Alcohol liver disease
To simulate ALD, several in vitro models have been developed [99]. In 2D cultures, hepatocytes quickly lose their phenotype, which limits their application. Now, the most interesting are 3D models, which maintain intercellular contacts, native phenotype, and cell functions for a long time [100]. Deng et al. [101] have used microfluidic technology to study pathophysiological processes in non-parenchymal cells exposed to ethanol. The authors applied endothelial cells EAhy926, stellate cells LX-2, and HepG2. HepG2 were exposed to ethanol (0-150 mM), which significantly enhanced the ROS production in hepatocytes at large concentrations of the toxin (>100 mM) and long-term (>24 h) stimulation. Besides, expression of VE-cadherin decreased indicating the damage of tight contacts in endotheliocytes. While expression of growth factor of vascular endothelia and a-smooth muscle actin (a-SMA), the markers of an early stage of the disease, increased in the LX-2 cells, pointing to the activation of the stellate cells. Corrado et al. [102] have developed a microfluidic biochip with three parallel channels imitating the form of liver sinusoid. The authors investigated the effect of ethanol on the HepG2 cell line. Under the normal conditions, the number of viable HepG2 cells was equal to 65% and albumin production reached 60 ng. Under the action of 100 mM ethanol, there was noted the reduction of culture viability to 55%, albumin production decreased by 3 times. Exposure to 300 mM ethanol reduced the cell viability to as much as 30% and the albumin level to 1 ng. Jang et al. [103] modeled ATP by continuous perfusion of the primary culture of human cells using various ethanol doses (17.4-34.0 mM) within the limits of clinically significant blood alcohol concentrations. The researchers have shown significant elevation of cholesterol level after 48 h of ethanol action. Moreover, there was glycogen accumulation although no glucose release occurred.
Liver fibrosis
Induction by tetrachloromethane. Toxic damage by tetrachloromethane in vitro is most frequently modeled using the primary culture of hepatocytes, since significant impairment of the metabolic function takes
place in isolated hepatocytes. It has been also shown that protein exchange, protein synthesis, and formation of cAMP are impaired in the isolated hepatocytes, and responses to hormonal stimuli are weak or absent. Concentrations of CCl4 from 0.1 to 0.2 mM in the culture medium cause cytological changes typical for the in vivo intoxication model [104]. Generation of 4-hydroxynonenal (toxic aldehyde, the product of lipid peroxidation) takes place, which inhibits the action of adenylate cyclase, cytochrome P450, and ATPase in the cells, but no dystrophic changes of the cells are observed [32]. Inflammation with the release of TNF-a and IL-1p also develops, which leads to the activation of cell apoptosis [105]. Perrissoud et al. [106] have found fast morphological alterations in the primary hepatocyte culture after 5-min exposure to CCl4: degranulation, desquamation of the rough endoplasmic reticulum, and blebbing of the plasmic membrane. Cai et al. [107] exposed the primary rat hepatocyte culture to CCl4 (0.19.0 mM) for 20 h and evaluated the cell viability, which changes depending on the dose. The release of lactate hydrogenase was also observed: its level grew with the increase of the toxin dose. The exposure to CCl4 promoted glutathione depletion, which enhanced with higher doses and cultivation time. The level of tripeptide reduced significantly after the incubation of the cells with 1-mM CCl4 for 8, 12, 16, and 24 h, whereas the levels of MDA and cytochrome C, on the contrary, increased. These results confirm the key role of the hepatocyte oxidative stress in the induction of CCl4 hepatotoxicity leading to their apoptosis.
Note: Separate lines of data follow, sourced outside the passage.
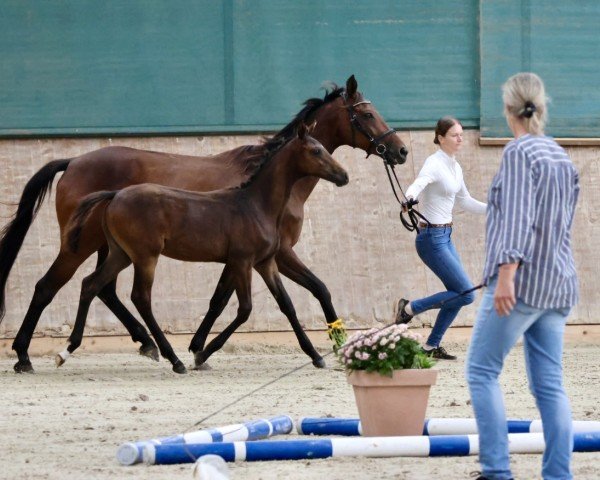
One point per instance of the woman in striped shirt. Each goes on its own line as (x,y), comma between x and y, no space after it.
(531,282)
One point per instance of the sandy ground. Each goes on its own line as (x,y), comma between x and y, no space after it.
(67,423)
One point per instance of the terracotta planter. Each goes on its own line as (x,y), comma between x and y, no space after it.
(392,406)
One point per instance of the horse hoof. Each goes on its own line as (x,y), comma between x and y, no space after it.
(319,363)
(150,351)
(202,366)
(199,361)
(179,367)
(59,360)
(23,367)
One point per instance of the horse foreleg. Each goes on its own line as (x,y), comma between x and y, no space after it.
(271,277)
(141,295)
(91,286)
(292,267)
(242,279)
(217,304)
(138,333)
(61,271)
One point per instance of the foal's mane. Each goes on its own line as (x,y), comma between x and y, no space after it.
(259,155)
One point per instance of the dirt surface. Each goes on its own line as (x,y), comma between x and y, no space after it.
(67,423)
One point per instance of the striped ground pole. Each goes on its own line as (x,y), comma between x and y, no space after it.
(130,453)
(423,446)
(432,426)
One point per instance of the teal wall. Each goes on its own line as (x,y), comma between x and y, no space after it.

Induction by paracetamol. Exposure to paracetamol contributes to ROS production and reduces the production of reactive nitrogen species in the in vitro models. Using the U937 culture (a promonocytic cell line isolated from the histiocytic lymph), Jamil et al. [108] have established that paracetamol at the 0.01100.0 mM concentration increases the content of H2O2 and other ROS leading to the oxidative stress, whereas NO generation decreases. Another study [109] has shown that after the action of the preparation on the mouse hepatoma cells Hepa 1-6 at the concentrations of 50, 100, and 300 mM, ROS production by mitochondria enhances. The increased amount of ROS contributes to activation of lipid peroxide: after the exposure of the rat hepatocytes to paracetamol at 100-mM concentration for 1 h, the amount of malondialdehyde, an intermediate product of lipid peroxidation, increased. There were also changes in the antioxidant content [110]. In their study, Bader et al. [111] described the action of paracetamol at the concentration of 6 and 15 mM for 24 h on the culture of the embryonic rat liver cells. The toxin decreased significantly the total glutathione level but enhanced telomerase activity. It is reported in another study that the glutathione level was also significantly reduced on the primary culture of the rat hepatocytes after the action of various paracetamol concentrations (7 nM, 12, and 100 mM) for 24, 22, and 1 h, respectively [112].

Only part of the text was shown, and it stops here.